Ritorna lentamente verso il suo appartamento.
A volte, riflette, la vita dovrebbe avere una colonna sonora.

*

Passa un altro mese e i messaggi di Sherlock non sono tornati quelli di prima. Si sono ridotti. Ora scrive soltanto “tutto bene”.
In compenso le note che Molly gli lascia si sono allungate. Ha ricominciato ad avere contatti “normali” con Mrs. Hudson. Non fa più così male andare al 221B. John non sta meglio, ma neanche peggio. Lestrade ha navigato per un po’ in acque cattive, ma ora va molto meglio. Il periodo di sospensione è finito, l’inchiesta archiviata.

Va tutto bene, per usare le tue parole. O almeno ci proviamo. Però la verità è che tutto è cambiato.

Vorrebbe aggiungere “da quando non ci sei più”, ma non lo fa. Quella parte Sherlock se la può immaginare da sé.

La nota sparisce.

*

C’è sempre questo dolore sordo. Qualcosa che pesa dentro e non la lascia dormire bene di notte.
Una sera, quando riceve l’ennesimo “tutto bene” di Sherlock, Molly decide di andare contro le regole. Risponde. E non se ne pente. Non subito, almeno.

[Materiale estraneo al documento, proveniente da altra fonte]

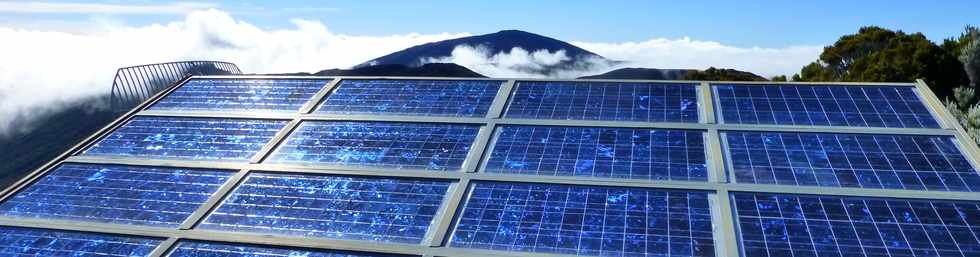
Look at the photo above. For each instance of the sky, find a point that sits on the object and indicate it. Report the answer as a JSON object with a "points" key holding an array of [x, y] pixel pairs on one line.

Posso vederti? Anche solo per un minuto.

Sherlock non risponde. Molly, esausta e delusa e triste, si addormenta sul divano.

*

Non sa che ore sono quando si sveglia, ma è ancora buio fuori e la luna è l’unica cosa che rischiara un po’ il salotto. Si alza e quasi urla, se non fosse che quando è terrorizzata non riesce mai a far rumore.
Sherlock è seduto al tavolo a pochi passi da lei e nella fievole luce dell’appartamento sembra più pallido di sempre. Un fantasma, l’ombra di se stesso. «Dimmi cosa c’è. Ho poco tempo.»
Per un attimo le parole la tradiscono e lei non sa che dire. «Volevo vederti.»
«E’ successo qualcosa?»
Molly scuote la testa. «No. Avevo solo bisogno... Volevo solo essere sicura.»
Sherlock si alza, è già pronto per andarsene. «Di cosa?»
«Che va tutto bene. Davvero
Lui rimane fermo un attimo, prima di avvicinarsi alla porta dell’appartamento. «Va tutto bene. Davvero
Molly, solo qualche passo indietro, gli sorride. «Lo so. Ora, voglio dire. Ora lo so.»
Sherlock la fissa per un istante e poi lascia l’appartamento. «A presto, Molly Hooper.»
«A presto», dice lei di rimando, guardandolo allontanarsi.
Si chiude la porta alle spalle e si domanda se fra anni sarà così che si ricorderà di lui. Di spalle, il passo veloce e deciso di chi si allontana con un’idea nella testa.

“A presto”, ha detto.
Molly sa che quelle due parole sono una promessa.